Open Banking in the UK
Open Banking has seen a surge in popularity since March 2020. Data shows that the technology is being used 12-fold more than it was two years ago. Banks in the UK are now handling more open banking payments volume in a single month than the amounts measured in the whole of 2019.
TrueLayer says many of its clients are using the Verification API, including Authologic, a Y Combinator-backed provider of identity verification solutions.
Ossama Soliman, Chief Product Officer at TrueLayer, said the verification breakthrough makes a huge difference to both businesses and customers because verification is the first step to onboarding a new user and yet it can often take days to verify an account owner using traditional methods.

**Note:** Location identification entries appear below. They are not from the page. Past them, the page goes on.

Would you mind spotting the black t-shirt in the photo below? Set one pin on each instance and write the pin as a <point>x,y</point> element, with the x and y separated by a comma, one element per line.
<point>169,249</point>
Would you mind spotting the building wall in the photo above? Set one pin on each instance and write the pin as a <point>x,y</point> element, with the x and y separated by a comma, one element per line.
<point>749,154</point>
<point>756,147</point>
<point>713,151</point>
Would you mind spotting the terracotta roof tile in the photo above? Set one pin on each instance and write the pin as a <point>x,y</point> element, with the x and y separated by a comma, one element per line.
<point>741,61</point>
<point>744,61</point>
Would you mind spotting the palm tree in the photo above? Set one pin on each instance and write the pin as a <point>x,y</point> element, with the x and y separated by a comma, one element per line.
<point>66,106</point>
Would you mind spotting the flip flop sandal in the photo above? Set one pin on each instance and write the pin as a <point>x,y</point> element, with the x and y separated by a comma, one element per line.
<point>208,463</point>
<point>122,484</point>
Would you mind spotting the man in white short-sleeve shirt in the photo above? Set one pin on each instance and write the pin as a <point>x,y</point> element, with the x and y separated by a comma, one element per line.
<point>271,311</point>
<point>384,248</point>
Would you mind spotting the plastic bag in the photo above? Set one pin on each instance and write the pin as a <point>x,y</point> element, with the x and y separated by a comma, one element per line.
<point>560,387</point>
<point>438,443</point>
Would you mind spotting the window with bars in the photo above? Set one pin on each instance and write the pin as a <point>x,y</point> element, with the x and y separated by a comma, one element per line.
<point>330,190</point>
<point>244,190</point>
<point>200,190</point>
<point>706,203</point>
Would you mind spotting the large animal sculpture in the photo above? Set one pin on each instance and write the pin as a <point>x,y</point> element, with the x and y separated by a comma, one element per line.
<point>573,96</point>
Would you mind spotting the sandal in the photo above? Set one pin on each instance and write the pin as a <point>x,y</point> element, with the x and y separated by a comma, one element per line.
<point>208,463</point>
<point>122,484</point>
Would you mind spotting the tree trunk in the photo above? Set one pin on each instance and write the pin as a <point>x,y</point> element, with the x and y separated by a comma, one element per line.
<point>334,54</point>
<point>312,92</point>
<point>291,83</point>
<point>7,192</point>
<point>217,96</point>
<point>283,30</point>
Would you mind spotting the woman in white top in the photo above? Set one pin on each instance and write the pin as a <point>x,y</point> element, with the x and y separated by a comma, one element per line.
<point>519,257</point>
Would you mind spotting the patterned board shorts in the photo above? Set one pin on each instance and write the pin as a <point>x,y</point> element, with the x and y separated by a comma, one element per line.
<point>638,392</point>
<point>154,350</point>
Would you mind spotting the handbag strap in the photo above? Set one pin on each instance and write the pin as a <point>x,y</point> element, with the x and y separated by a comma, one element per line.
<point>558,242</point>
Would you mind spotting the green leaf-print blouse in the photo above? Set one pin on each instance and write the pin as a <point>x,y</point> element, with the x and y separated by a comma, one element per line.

He explained, “Their security is questionable, they’re prone to errors and they take forever. It doesn’t need to be that way. With the verification API, we’ve built on top of open banking to create a faster, more secure, and more accurate approach to verifying a user’s account. It serves businesses across multiple industries, including financial services, PSPs, wealth management and trading, marketplaces, property, and iGaming.”
Speaking about the new technology, Jarek Sygitowicz, co-founder of Authologic explained, “Whether you are a fintech, a marketplace, or an ecommerce platform you want to deliver the best possible onboarding experience.
He added; “We are aggregating different identity verification methods and we are big supporters of using open banking thanks to its ability to make the entire process more intuitive.”
The TrueLayer verification API delivers:
• A faster onboarding process, cutting time from three days to three clicks.
• The API coverage spans all major banks, resulting in a 22.5% higher success rate compared to other credit check methods.
• Prevents fraud through its embedded strong customer authentication (SCA) within the bank verification process.
• Offers a better user experience for customers using biometric technology to confirm identity and ownership.
• Lowers payment failures through its pre-verified account details.
• Lowers burden on compliance teams through automated verification via a single API call.
• Lowers maintenance issues because engineers can focus on solving core business problems, rather than building and maintaining name-check logic.